The Star Early Edition

Rand slumps in wake of political strife

- Reuters

THE rand weakened yesterday, with a combinatio­n of mixed trade data and a looming interest rate hike in the US, keeping traders cautious.

Stocks were lower on the day, with Barclays Africa unit falling after the company said it had approval to sell off its stake in the locally listed entity.

The rand weakened 0.4 percent to R13.18 to the dollar, sliding back from a brief run to a session-best R13.06 as a third consecutiv­e trade surplus, albeit smaller than expected, failed to lift the cloud of political uncertaint­y.

“The short-term outlook for the rand remains unfavourab­le as long as political noise continues to dominate headlines and drive pessimism,” said economist at ETM Analytics, Halen Bothma.

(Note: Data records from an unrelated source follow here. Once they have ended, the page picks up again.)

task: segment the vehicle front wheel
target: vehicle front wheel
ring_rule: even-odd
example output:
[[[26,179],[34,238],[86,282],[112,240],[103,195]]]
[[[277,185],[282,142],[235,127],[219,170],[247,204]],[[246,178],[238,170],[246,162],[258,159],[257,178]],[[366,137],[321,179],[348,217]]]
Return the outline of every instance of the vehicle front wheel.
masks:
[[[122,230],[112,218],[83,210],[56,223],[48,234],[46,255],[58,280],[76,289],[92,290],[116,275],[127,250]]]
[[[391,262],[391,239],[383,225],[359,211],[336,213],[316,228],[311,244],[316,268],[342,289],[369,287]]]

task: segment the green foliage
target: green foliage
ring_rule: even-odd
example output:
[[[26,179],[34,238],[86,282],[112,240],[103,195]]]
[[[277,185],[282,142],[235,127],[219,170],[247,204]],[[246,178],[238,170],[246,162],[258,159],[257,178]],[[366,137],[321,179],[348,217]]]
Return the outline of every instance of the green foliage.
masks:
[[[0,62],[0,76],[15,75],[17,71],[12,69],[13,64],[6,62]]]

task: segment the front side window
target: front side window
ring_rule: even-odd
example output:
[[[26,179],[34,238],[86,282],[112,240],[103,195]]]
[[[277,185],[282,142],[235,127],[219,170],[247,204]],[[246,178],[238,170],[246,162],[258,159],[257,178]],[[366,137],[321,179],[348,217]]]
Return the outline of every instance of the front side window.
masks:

The unit retreated from last week’s two-month high after President Jacob Zuma, over the weekend, survived a second attempt in six months by members in the national executive committee of the ANC who tried to unseat him as leader.

The local currency has been on the back foot since.

Zuma has faced an internal backlash as well as outcry from opposition parties and civil society after his decision to fire Pravin Gordhan as finance minister in late March triggered downgrades to junk by two of the big three ratings agencies.

Fitch and S&P Global Ratings, who both cut South Africa’s sovereign rating from BBB- to BB+ in early April, are expected to make follow-up rating decisions this week, while Moody’s is due to announce a credit review in the next two weeks.